The most popular enterprise search engine
Apache Solr is a search platform based on Apache Lucene – a Java API for full-text search. Solr was originally developed in 2004 for the CNET Networks news portal. Since 2007, the search platform has ranked as a top level project at the Apache Foundation and accomplishes a lot more than just searching through text. Today, Solr is regarded as the most popular search engine in the enterprise environment. The user list includes the heavyweights AT&T, ebay, Instagram and Netflix. We have been using Solr as a search component for complex web applications for years – e.g. in connection with online shops or e-government platforms. The more recent ElasticSearch represents an alternative. Since it is maintained by a private company, the long-term further development of the search engine is still open as is the form that the license will take.

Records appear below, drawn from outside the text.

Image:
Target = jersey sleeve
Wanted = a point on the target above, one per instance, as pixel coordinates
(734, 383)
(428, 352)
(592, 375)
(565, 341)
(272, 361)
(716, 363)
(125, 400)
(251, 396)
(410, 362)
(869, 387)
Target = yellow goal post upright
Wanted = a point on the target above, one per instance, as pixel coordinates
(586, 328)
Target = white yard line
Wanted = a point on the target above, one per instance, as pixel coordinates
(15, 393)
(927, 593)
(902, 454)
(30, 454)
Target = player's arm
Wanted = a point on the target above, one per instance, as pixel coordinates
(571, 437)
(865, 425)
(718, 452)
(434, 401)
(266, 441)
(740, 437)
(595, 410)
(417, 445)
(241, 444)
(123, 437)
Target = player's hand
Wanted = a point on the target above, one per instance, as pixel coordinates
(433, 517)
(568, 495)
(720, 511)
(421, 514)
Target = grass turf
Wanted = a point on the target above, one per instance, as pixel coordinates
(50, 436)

Flexible indexing and fast searching
Indexing and searching are the two central steps in working with Solr. Indexing is conceptually comparable with generating the index of a book in which keywords refer to page numbers. When a new chapter is added, the index has to be updated. When an index has been created, contents can be found very quickly via search words. For example, a project could involve implementing real time searching in a pool of 20 billion data sets with various criteria or combinations to enable the tracing of historical associations. Besides text, Solr supports many other data types such as pairs of coordinates or even geometrical figures.
Designed for distributed systems
One of the most important characteristics of Solr in the context of big data is that the technology scales well and is designed for distributed systems. If the index becomes very large, it can be distributed across several servers in so-called shards without much effort. A query is then subdivided into several sub-queries, each running on individual shards. Especially in connection with Hadoop, Solr impresses with these strengths. Hadoop can also perform the indexing of the content in a cluster at high speeds and parallelism.